TD14 Content Importer

Now we are using SDL KC 2016 and preparing upgrade to TD14. With KC 2016, we often use publication export to correct multiple topics at once. Because, it's not possible to search and replace for multiple topics at once with KC environment. After we export the publication, performs a search and replace for bunch of topics. Then, imports corrected topics to KC using Batch Import.
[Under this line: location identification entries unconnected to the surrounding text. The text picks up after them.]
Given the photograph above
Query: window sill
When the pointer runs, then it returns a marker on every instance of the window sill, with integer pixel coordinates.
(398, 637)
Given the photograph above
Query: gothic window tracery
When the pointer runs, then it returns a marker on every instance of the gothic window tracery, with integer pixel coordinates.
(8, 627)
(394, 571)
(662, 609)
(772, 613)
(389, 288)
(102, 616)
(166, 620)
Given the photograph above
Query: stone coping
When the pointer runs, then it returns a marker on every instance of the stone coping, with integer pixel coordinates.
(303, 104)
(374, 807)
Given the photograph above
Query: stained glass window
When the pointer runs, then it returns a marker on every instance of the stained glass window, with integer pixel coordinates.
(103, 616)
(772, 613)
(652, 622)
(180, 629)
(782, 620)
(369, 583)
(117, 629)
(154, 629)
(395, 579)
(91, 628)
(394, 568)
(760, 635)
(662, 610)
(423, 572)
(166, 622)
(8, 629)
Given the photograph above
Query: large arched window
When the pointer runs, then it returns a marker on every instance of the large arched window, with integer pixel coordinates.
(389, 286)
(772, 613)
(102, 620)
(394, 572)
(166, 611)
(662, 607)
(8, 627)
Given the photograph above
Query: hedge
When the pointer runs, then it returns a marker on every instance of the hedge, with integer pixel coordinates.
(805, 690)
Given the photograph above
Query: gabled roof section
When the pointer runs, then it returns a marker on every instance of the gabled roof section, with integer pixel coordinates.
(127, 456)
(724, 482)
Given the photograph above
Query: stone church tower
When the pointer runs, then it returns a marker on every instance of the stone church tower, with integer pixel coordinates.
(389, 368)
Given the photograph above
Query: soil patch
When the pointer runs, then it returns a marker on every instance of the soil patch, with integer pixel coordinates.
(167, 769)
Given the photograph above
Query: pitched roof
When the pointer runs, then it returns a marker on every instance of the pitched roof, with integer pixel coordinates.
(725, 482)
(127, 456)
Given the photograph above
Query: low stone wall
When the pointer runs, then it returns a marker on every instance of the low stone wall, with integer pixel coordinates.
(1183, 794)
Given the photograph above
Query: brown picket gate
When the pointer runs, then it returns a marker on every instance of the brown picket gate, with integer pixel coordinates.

It seems that this method is not usable with TD14. As you know, Batch Import is not available with TD14 so that we have to use Content Importer to import corrected topics. When I tried to import corrected topics with Content Importer, following errors were reported:

2019-08-27T14:49:16.5476875 Error Error updating 'href'. Unable to find 'GUID-2E78A786-F4C9-433E-BAFC-2395FCB2FEA4'. (C:\tmp\SVCDOC-1\GUID-1ED4C826-A446-471D-9CB8-2AFB945E6AAB.xml)

Since href attributes in the topics and maps were GUID based, all references were not be able to resolve. If errors occurred during conversion phase, Content Importer does not import those erroneous topics and maps.

Is there alternative way? Or am I wrong something?

Kind regards,

Naoki Hirai

  • Hi Ann,

    The 'Without conversion' import does not require the filemap.xml file. The filemap.xml file is generated when performing 'Standard import'. The filemap.xml file include mapping information between a file path and a GUID.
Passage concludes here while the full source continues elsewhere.